In aqueous ammonia; $N{H_3}$ act as a ligand and it forms coordination complex with $\mathop {Ag}\nolimits^+$:
$\mathop {Ag}\nolimits^ + \mathop {Cl}\nolimits^ - \left( {aq} \right) + N\mathop H\nolimits_3 \left( {aq} \right) \rightleftharpoons \left[ {Ag{{\left( {N\mathop H\nolimits_3 } \right)}_2}} \right]Cl\left( {aq} \right)$ ---- 2
We can clearly see that reaction (2) lowers the concentration of $\mathop {Ag}\nolimits^+ $ and shifts the equilibrium of reaction (1) to the left and hence, dissolving more $AgCl$ in $N{H_3}$.
Also, the coordination complex ${\left[ {Ag{{\left( {N\mathop H\nolimits_3 } \right)}_2}} \right]^ + }$ has N-H bonds which can participate in hydrogen bonding with water. so, the complex is readily soluble in water even though $\mathop {Ag}\nolimits^+$ isn’t.
Hence from above, it can be said that option C is the correct option.
Additional information:
$\left[ {Ag{{\left( {N\mathop H\nolimits_3 } \right)}_2}} \right]Cl$ is ammoniacal silver chloride. With silvernatrate it is also called Tollens reagent. It is prepared by adding $N\mathop H\nolimits_4 OH$ to $AgN\mathop O\nolimits_3$.

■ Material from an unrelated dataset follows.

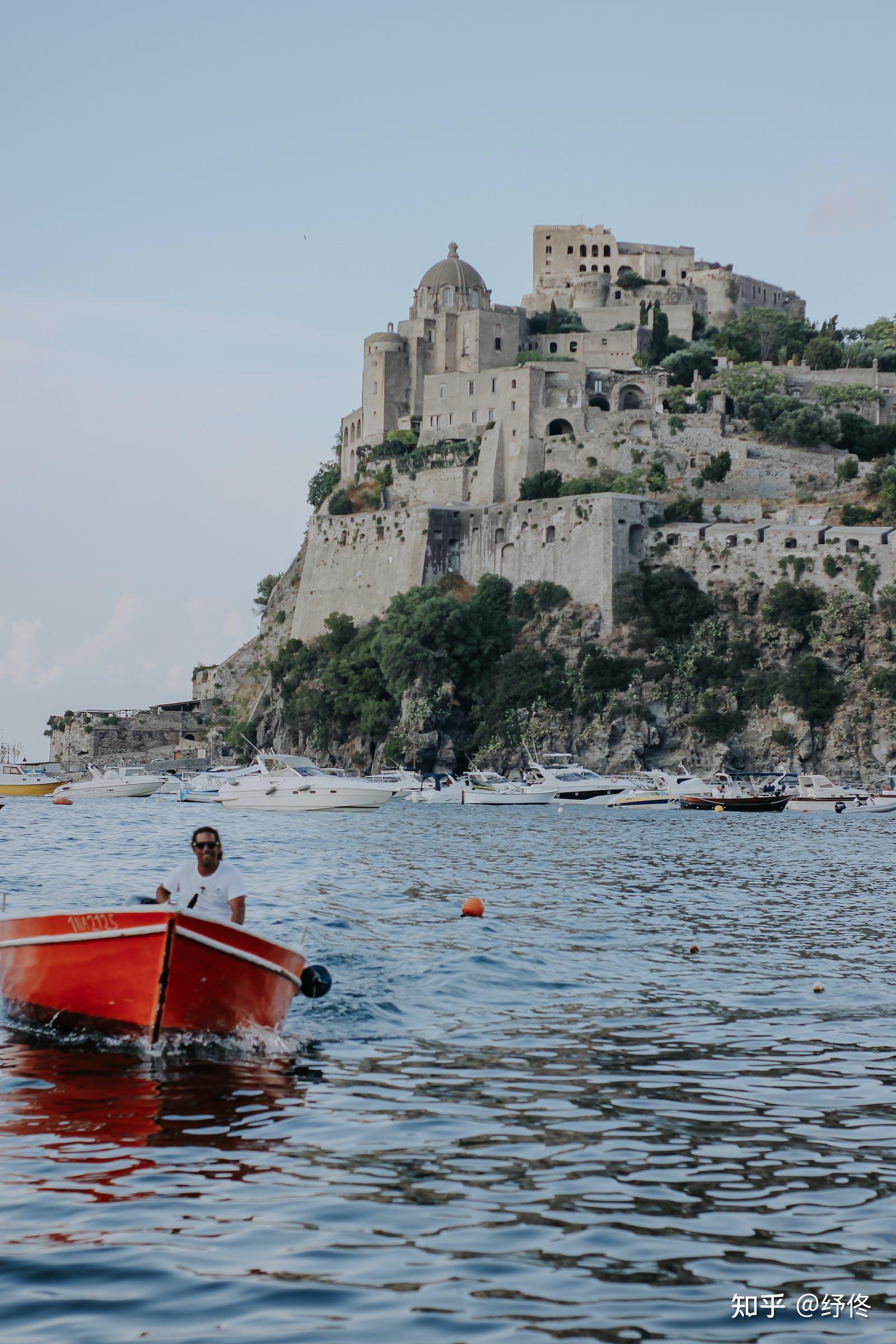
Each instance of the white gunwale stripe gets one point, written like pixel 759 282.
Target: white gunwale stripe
pixel 240 953
pixel 85 937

When an aldehyde is heated with tollen’s reagent, the aldehyde reduces silver ions to metallic silver and a bright silver mirror is produced on the inner side of the test tube and the aldehyde is oxidized to corresponding carboxylate ion.

Note: It should be remembered that $AgCl$ do not dissolve in water but readily dissolve in $N{H_3}$ due to formation of coordination complex diamminesilver(I) chloride.
The color of solid $AgCl$ precipitate is yellow, because of the presence of chloride ion.